The discharge plan assessment includes such things as the patient’s mobility. Are they fully fit, partially disabled, totally disabled, or have any mental disabilities. Whether they are fully capable of looking after themselves, or do they need to be admitted to a nursing home.

If you are acting as a carer; go through the plan with the patient. Sometimes the elderly can be forgetful, if you have any reservations about anything laid down, or not laid down, ask to speak to one of the team. They are there to help.

Discharge and After-care:

Prior to hospital discharge, as your elderly relative’s carer be sure you’re completely satisfied they are ready for discharge. It’s not unknown for patient’s to omit mentioning a problem to hospital staff because they want to be discharged. If you feel there is anything not quite right, ask to have a word with the ward sister in her/his office. They can then follow it up without upsetting your relative.
Once you are totally satisfied with your relatives medical condition, discharge conditions need considering. For instance:

• Will you be collecting them from hospital?

• Will they be in your care 24/7?

• Will you be visiting them daily?

• If not are they fully mobile around the home?

• Can you administer any change of dressing if required?

• Are they able to cook and clean themselves?

• What additional NHS help is required, and is it in place?

Things are much easier if your elderly relative lives as part of your household, or you can visit daily. However, if this isn’t possible due to other commitments, arrangements need to be made through the hospital discharge plan. Health workers can call in to change dressings.

Care workers can be arranged to help with meals and day to day problems, and social workers can visit to ensure everything is being done to provide for your relatives wellbeing. It is paramount you work with the hospital after-care team. After all, who can blame them for not turning up if they didn’t know they were supposed to?

As the country’s population continues to live to a greater age, an increasing number of resources are being put in place to ensure they get the most from their twilight years, and why not, they’ve worked all their lives for it.

Aftercare:

Aftercare also includes such professionals as occupational therapists, physiotherapists, speech therapists, dieticians, and mental health nurses. If needed, arrangements for all these professionals to call can be arranged, or transport arranged to get your elderly relative to hospital and back, after follow up treatment. Any that are required, should be included within the hospital discharge policy.

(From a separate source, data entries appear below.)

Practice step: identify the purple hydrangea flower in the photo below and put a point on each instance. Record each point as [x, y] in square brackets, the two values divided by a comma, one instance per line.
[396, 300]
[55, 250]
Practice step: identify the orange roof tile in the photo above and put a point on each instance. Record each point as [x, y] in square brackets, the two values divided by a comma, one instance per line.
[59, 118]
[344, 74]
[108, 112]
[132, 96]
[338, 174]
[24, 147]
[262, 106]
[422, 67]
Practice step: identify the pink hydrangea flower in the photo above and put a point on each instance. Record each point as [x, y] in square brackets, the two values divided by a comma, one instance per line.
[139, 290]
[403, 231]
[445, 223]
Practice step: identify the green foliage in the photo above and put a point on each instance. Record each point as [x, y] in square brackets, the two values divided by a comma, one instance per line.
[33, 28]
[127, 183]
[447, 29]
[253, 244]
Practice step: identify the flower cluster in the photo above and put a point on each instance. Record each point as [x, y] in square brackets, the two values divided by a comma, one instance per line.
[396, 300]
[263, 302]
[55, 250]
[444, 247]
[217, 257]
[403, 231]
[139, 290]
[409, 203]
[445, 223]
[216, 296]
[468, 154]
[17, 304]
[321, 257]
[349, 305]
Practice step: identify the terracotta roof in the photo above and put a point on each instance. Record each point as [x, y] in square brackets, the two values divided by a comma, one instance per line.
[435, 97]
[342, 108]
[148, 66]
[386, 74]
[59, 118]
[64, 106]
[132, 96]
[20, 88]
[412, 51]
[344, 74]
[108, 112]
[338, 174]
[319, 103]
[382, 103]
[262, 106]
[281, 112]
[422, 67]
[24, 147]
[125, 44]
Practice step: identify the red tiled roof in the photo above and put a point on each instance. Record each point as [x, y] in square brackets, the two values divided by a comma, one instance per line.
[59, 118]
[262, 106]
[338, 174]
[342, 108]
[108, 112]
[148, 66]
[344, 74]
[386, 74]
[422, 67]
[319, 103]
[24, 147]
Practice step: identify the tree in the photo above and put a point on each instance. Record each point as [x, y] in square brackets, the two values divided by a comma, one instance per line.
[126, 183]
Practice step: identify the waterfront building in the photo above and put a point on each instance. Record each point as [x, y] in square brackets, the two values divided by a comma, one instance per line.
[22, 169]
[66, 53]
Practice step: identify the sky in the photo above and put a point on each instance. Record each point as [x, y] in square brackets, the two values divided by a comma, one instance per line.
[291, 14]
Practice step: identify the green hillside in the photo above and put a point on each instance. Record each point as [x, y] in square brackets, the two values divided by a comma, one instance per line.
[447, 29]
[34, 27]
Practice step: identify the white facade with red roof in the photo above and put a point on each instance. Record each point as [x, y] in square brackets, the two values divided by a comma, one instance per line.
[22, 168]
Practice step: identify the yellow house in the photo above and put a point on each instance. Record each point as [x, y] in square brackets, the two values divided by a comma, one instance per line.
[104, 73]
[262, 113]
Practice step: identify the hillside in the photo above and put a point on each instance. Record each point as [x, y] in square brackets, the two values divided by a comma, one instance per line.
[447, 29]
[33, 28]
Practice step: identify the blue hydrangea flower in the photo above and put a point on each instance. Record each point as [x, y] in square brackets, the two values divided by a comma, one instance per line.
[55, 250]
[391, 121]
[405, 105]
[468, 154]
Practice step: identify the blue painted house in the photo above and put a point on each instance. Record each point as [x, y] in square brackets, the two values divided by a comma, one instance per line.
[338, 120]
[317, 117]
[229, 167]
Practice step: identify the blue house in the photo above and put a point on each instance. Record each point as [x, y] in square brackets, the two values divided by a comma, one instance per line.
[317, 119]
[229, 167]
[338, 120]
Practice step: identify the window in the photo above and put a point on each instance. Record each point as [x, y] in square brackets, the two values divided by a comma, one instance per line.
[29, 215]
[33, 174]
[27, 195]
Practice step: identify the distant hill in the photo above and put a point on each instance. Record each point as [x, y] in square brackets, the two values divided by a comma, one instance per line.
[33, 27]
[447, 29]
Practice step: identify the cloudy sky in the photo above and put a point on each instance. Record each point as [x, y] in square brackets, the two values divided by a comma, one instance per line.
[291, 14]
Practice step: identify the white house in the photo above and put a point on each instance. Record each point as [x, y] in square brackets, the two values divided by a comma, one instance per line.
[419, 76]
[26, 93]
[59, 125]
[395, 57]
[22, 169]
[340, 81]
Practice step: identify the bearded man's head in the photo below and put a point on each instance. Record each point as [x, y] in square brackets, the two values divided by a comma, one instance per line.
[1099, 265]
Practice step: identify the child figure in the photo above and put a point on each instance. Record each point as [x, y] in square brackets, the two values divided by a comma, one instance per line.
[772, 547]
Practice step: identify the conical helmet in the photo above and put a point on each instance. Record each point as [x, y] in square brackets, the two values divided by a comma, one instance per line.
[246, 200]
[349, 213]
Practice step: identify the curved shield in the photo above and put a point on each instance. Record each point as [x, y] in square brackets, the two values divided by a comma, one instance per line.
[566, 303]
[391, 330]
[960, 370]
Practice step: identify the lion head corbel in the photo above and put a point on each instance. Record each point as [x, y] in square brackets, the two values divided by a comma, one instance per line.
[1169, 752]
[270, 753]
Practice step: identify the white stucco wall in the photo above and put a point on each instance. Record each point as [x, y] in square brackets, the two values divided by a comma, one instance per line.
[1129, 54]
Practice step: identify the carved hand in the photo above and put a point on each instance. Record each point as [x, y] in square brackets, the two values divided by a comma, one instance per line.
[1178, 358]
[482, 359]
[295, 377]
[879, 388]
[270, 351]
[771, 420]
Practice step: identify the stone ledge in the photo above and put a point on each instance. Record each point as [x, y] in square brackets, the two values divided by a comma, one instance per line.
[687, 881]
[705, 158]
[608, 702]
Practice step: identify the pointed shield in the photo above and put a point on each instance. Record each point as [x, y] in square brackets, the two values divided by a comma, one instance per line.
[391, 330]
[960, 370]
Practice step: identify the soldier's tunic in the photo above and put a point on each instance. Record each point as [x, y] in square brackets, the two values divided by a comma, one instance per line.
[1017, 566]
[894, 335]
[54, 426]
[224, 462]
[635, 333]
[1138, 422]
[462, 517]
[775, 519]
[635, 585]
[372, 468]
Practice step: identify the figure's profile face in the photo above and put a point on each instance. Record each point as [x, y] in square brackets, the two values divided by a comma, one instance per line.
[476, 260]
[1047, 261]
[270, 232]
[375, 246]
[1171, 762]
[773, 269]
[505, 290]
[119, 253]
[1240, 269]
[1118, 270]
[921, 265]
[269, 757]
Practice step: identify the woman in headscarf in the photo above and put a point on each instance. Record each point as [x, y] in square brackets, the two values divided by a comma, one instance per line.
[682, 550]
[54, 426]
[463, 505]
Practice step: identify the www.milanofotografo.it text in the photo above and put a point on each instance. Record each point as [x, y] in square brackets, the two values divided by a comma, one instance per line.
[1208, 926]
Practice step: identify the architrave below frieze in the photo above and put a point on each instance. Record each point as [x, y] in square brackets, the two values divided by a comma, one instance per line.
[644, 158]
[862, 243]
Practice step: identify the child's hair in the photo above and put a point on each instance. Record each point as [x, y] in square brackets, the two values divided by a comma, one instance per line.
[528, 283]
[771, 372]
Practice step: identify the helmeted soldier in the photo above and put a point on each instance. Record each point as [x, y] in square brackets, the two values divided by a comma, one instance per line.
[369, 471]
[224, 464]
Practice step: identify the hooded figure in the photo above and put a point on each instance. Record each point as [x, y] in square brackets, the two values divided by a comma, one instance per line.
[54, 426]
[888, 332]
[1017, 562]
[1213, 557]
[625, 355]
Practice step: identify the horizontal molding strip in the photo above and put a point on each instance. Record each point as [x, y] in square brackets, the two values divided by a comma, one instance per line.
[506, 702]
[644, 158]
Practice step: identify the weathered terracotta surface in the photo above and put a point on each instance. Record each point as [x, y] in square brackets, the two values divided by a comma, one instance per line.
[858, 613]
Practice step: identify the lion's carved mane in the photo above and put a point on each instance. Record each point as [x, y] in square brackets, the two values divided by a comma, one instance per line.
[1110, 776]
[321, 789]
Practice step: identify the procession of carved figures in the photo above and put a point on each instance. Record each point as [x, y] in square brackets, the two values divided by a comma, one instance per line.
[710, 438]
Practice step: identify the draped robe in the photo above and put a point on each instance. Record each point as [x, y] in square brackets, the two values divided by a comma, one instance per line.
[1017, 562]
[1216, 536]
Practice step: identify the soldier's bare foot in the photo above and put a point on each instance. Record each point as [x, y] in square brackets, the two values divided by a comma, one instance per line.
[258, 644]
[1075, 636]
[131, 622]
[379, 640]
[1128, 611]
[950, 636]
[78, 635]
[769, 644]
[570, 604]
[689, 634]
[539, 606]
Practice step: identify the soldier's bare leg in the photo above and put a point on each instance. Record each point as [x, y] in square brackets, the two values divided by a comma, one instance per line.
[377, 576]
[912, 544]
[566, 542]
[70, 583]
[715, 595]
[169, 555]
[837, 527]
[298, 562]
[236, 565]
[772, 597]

Once this discharge policy is drawn up, it is not set in stone. Should your elderly relative’s circumstances change, then contacting their healthcare or social worker, can have additional back-up put in place.

Not only is help available for different medical conditions, but for providing as much home support as possible to make day to day living a little easier. Such things as wheelchairs, special beds, stair-lifts, and various adaptations to the home are available through various council and healthcare grants.

Should your relative’s condition be such that they fall outside the NHS requirements for various help at home. There are some excellent private companies which specialise in private homecare.

Let’s go Home:

Prior to collecting the patient from hospital, ensure heating is on in their home if it’s cold. They have food and drink in the home and everything is ready for their arrival, such as clean sheets or bed freshly made. Their GP should be informed they are arriving home.

When collecting your elderly relative ensure they have adequate clothing for the weather conditions. You have a care plan copy to keep abreast of assistance. If they have any aids to use like inhalers, or medication to take – ensure they know how to use them, and when to take their medication.

Finally, if you are unable to collect them, be sure the hospital knows when to transport them home, so someone is available to help them settle in on their first night back in their own surroundings.